Most antivirus engines can't fix rootkits or repair them. They do delete them which can, depending on the file involved, make the system unbootable. In your case, you had the tools and the know how to fix the damage, but your description of what happened is more than most users can fix.
If you had gone to the suggested forums, they would have run scans to identify the infected file, swapped it out with an uninfected version, and then cleaned up the leftovers with a couple of other scanners. Really quite painless, and especially for those who do not have system discs, backups, or images.
It is much less messy than the method you used, which is why we don't recommend it. We have seen too many people with a doorstop instead of a computer.

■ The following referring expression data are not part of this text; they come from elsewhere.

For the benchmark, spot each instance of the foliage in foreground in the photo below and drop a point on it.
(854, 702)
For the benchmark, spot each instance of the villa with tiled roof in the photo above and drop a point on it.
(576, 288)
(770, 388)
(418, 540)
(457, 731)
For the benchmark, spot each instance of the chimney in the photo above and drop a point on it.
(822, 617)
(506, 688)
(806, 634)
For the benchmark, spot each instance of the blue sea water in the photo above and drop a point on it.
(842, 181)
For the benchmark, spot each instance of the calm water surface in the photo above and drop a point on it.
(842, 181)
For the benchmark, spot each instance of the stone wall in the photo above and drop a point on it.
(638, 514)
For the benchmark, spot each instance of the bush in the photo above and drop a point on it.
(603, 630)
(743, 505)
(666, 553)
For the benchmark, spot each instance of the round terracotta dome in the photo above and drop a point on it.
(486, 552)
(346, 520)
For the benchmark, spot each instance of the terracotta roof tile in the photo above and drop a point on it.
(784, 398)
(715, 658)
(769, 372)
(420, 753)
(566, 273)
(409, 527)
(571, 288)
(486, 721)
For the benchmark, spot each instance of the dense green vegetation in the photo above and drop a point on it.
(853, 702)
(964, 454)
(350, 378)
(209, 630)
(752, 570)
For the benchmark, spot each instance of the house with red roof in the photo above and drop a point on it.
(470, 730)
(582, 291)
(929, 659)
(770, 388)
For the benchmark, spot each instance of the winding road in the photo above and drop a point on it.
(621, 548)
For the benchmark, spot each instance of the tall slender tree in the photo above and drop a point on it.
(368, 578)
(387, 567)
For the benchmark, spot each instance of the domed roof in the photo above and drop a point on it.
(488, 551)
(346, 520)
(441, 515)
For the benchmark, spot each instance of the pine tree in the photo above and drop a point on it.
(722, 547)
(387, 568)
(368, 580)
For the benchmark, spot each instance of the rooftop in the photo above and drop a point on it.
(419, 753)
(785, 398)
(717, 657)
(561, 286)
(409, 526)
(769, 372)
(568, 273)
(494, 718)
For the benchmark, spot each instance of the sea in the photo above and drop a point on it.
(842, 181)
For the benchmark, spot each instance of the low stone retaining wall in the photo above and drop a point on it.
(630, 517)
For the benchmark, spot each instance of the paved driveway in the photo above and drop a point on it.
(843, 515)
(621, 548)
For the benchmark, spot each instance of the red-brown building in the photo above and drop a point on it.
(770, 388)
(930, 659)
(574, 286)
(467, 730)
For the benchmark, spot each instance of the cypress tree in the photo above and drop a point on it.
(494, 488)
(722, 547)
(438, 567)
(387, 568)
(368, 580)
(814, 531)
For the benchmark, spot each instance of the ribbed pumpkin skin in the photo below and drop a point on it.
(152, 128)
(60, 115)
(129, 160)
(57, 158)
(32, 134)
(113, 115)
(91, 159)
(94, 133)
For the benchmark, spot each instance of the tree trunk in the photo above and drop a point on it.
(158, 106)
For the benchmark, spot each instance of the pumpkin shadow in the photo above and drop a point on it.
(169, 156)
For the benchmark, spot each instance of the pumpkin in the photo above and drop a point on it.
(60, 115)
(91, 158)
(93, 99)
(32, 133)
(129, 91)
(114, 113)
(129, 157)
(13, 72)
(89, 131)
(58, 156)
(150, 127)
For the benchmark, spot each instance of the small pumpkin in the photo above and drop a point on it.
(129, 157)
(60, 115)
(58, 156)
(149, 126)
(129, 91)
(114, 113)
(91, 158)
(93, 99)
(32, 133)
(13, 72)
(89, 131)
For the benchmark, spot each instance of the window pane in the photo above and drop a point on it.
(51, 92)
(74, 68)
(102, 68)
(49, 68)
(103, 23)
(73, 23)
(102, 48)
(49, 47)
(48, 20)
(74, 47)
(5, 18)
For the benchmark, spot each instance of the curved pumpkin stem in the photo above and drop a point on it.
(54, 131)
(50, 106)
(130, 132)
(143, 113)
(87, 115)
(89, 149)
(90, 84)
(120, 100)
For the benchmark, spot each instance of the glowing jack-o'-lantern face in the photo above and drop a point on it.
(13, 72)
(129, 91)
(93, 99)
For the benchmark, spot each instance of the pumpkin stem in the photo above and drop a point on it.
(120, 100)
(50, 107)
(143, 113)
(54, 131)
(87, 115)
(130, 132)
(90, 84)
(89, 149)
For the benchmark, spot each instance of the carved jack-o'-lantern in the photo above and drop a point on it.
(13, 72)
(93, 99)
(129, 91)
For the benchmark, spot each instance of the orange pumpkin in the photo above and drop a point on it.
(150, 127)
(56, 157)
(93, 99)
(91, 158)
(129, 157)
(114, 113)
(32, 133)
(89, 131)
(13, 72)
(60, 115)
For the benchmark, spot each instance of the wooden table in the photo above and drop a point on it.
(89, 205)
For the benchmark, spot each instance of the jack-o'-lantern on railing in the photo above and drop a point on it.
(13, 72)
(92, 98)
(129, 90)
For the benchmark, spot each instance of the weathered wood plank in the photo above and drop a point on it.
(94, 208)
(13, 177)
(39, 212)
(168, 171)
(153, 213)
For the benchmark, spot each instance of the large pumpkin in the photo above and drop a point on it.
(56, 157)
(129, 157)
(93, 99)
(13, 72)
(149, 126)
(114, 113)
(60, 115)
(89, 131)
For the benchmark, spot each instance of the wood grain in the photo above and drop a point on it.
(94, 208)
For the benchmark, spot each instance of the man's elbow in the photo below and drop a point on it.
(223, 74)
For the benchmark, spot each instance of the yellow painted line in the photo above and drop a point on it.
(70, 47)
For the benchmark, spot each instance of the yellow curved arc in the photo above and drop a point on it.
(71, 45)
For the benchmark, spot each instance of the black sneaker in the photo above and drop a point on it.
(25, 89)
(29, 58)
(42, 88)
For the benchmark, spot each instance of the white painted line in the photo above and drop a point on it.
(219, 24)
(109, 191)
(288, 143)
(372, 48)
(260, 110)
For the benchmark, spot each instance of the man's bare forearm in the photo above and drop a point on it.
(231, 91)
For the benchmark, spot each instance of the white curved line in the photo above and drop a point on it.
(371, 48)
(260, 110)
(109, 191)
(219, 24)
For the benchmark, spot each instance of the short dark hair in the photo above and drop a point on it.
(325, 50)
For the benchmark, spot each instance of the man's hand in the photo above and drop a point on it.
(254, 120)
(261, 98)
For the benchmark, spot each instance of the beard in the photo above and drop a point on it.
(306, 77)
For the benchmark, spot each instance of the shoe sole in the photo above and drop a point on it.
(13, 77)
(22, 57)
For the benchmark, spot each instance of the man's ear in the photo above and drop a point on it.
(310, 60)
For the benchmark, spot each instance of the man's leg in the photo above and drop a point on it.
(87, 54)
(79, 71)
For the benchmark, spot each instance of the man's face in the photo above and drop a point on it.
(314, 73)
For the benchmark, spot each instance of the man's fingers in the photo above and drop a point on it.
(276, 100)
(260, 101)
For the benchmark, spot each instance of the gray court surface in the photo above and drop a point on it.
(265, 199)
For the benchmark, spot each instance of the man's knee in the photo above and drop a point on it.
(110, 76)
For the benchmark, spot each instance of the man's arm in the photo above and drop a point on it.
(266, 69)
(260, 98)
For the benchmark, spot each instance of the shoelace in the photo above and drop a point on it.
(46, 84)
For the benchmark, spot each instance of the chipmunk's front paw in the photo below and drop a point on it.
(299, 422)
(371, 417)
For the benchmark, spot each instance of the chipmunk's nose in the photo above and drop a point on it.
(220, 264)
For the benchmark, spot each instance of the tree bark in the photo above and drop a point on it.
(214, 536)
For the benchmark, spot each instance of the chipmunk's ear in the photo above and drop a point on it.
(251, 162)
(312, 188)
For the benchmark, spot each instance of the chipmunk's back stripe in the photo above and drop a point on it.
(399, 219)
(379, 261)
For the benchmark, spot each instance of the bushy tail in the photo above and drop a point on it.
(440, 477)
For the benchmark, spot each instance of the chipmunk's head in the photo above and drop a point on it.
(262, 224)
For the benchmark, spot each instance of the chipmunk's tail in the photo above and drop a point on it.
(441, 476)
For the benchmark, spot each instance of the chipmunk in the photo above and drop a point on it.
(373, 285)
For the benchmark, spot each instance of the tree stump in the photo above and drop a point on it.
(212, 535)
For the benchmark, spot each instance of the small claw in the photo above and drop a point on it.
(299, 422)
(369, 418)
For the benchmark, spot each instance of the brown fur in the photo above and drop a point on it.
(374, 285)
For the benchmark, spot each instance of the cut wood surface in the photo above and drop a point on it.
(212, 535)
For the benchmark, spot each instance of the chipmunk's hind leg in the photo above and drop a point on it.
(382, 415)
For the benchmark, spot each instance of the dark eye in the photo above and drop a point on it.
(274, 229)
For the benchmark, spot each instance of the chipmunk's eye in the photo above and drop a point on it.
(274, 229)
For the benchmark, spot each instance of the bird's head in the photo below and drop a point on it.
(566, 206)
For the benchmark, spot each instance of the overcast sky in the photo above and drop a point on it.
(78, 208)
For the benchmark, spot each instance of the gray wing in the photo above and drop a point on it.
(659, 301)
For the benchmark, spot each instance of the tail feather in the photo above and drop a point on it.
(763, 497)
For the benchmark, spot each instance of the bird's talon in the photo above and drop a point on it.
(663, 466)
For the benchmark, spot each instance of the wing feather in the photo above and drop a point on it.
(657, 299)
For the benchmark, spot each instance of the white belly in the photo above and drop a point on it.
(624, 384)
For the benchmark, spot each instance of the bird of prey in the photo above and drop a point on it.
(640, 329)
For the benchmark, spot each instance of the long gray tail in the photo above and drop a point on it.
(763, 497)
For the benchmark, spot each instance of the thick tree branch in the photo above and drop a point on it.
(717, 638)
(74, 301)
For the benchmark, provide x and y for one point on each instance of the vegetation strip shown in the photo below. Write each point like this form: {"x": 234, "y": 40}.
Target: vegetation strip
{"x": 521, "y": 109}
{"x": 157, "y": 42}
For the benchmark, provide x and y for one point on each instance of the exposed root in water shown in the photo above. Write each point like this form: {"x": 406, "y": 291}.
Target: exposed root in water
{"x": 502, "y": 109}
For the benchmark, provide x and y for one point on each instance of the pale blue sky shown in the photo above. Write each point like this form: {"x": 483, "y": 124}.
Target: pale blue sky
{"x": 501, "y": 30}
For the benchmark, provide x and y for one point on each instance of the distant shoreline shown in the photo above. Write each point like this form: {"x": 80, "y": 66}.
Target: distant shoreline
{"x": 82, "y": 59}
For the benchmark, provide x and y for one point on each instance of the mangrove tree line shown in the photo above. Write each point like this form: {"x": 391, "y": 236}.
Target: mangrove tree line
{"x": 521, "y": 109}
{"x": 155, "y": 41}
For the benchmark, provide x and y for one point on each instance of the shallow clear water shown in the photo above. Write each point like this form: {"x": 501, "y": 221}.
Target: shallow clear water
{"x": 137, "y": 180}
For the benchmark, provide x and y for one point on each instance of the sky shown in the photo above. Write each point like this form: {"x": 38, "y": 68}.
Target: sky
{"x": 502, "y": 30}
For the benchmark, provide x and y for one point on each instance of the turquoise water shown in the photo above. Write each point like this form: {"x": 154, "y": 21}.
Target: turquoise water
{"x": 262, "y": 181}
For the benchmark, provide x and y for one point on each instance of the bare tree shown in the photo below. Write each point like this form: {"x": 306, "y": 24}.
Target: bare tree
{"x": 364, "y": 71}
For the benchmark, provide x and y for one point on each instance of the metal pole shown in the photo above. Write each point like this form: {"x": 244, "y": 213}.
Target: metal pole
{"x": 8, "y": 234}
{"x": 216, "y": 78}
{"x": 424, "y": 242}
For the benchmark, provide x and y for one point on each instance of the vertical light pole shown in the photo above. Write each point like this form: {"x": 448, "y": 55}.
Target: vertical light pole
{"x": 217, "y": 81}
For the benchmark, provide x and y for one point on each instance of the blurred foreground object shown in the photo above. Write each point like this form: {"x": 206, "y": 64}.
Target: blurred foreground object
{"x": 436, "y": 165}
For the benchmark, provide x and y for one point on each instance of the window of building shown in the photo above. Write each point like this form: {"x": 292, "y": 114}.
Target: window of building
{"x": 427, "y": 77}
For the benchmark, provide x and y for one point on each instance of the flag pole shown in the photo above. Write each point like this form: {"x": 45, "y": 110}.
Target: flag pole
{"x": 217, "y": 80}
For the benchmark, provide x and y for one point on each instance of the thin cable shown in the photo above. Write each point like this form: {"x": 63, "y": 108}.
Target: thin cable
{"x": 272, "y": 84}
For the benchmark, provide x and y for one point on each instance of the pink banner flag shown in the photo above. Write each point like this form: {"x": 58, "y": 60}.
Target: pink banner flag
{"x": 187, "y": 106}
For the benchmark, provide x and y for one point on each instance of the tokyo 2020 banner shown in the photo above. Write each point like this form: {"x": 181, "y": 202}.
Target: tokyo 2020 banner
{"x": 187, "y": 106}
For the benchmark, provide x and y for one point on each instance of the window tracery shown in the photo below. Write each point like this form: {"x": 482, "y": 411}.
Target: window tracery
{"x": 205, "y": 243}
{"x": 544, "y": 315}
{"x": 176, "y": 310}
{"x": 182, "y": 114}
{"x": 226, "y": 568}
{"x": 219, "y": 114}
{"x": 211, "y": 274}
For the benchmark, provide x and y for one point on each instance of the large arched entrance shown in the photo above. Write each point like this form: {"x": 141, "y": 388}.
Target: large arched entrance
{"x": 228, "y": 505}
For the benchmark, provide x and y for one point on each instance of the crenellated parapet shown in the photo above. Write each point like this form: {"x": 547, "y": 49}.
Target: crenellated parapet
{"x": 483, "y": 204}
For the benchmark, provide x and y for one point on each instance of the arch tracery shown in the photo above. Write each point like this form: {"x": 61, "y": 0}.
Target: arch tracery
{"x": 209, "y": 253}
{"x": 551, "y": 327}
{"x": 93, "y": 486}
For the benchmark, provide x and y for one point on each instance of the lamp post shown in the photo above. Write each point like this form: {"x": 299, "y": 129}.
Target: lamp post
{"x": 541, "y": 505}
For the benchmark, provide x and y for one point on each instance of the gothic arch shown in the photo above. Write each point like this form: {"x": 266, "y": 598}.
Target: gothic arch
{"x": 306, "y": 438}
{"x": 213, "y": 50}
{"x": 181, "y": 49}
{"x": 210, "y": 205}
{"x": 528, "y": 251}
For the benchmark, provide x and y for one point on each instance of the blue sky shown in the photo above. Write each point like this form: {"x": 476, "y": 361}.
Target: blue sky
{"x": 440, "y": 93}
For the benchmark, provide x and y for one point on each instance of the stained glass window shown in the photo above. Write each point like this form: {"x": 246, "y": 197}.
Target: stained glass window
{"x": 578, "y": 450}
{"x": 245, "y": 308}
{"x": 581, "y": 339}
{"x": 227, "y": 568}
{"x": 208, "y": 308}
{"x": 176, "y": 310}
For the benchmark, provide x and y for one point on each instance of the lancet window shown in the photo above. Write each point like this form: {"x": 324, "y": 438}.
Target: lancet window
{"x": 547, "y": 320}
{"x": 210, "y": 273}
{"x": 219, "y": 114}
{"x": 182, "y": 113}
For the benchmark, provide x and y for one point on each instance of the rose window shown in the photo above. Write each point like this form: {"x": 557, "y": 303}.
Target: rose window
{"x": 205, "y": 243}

Malwarebytes is very handy to have on board, but will not identify the TDL3/TDL4 rootkits at all because it also can't fix them. It is very common to see a machine with a rootkit come back with a clean MBAM scan.
I'm glad that you came out on top. Just be careful to run scans for a while and keep an eye on your Intrusion prevention for blocks.
08-14-2010 01:10 PM
Hi delphinium --
Thanks for taking the time to explain what happened. For sure, I plan to keep a copy of your msg about the go-to forums in case I or a friend have a similar problem in the future. I guess I was lucky that I didn't really screw up my computer.
Again, thanks for your comments, efforts, and patience.